Nosso Dominador

Como em tantos dos meus sonhos, como em muitos dos meus devaneios que imaginavam cenas do futuro, de um futuro majestoso, de um futuro no qual eu seria feliz tendo ao lado a razão para tamanha felicidade, tinha entre os braços o corpo daquela que eu amava, estávamos rodeados por uma multidão, é verdade, ainda assim aquele momento parecia único, feito exclusivamente para nós dois. Ela, envolta pelo longo vestido marsala que encantava a todos os olhares, sorria para mim enquanto, com todo o meu característico nervosismo, tentava me convencer de que era mesmo realidade. Nossos passos estavam sincronizados entre si e com a música, nossos olhos conseguiam conversar, e sentia que nossos corações assumiam o mesmo ritmo. Finalmente, depois de tanto tempo ensaiando, procurando vencer meus próprios medos, havia convidado a garota pela qual me apaixonara para ir comigo ao baile, ela aceitara, para minha surpresa e meu contentamento.

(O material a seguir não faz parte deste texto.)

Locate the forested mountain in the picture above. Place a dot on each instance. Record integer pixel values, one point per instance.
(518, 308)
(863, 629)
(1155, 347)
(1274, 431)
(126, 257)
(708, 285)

— Não sei como dizer isso, mas... — procurava as palavras certas, do meu jeito tímido eu declararia o que estava pensando —. A verdade é que você está deslumbrante esta noite... Não que nunca esteja, quero dizer... — senti o rosto arder, mas precisava enfrentar aquela vergonha, precisava demonstrar com palavras o que minha alma sentia, mesmo sabendo que aquela era a última oportunidade, mesmo sabendo que eu só poderia exibir minha admiração, nada além disso, mesmo sentindo coisas maiores —. Você está linda...

— Deixe de bobagens — desenhando o inesquecível sorriso no rosto, exibindo o brilho no olhar que a deixava ainda mais encantadora, percebi que ela se acanhou, envergonhou-se pelo elogio, mas no fundo eu sabia que gostara —. Você também não está nada mal para quem passou o ano dizendo o quanto era desnecessário passar horas perante um espelho — ela me conhecia, conhecia o que eu achava da vida, das pessoas, das atitudes corriqueiras de muita gente, conhecia meus planos, conhecia-me até mais do que meus familiares, era minha melhor amiga, mais que isso, era quem eu amava apesar de nunca declarar —. Milagres acontecem, não é o que dizem?

— Eu não poderia fazer feio em uma noite como essa — procurei me justificar mantendo o bom humor —. Não poderia desapontar minha parceira...

— Não poderia me desapontar? — repetiu em tom desafiante —. Está sendo irônico ou hoje estamos todos convivendo com um Ítalo diferente?

— Mudanças são sempre positivas.

— Sim... Exigem coragem, mas são sempre positivas...

Coragem. Talvez tenha sido isso o que tivesse me faltado durante todos aqueles meses, todas aquelas semanas, todos aqueles dias que tentei me abrir sem obter êxito. Como eu poderia viver meus sonhos se não tivesse a coragem necessária para torná-los reais? Mas agora já era tarde, pelo menos parecia tarde demais.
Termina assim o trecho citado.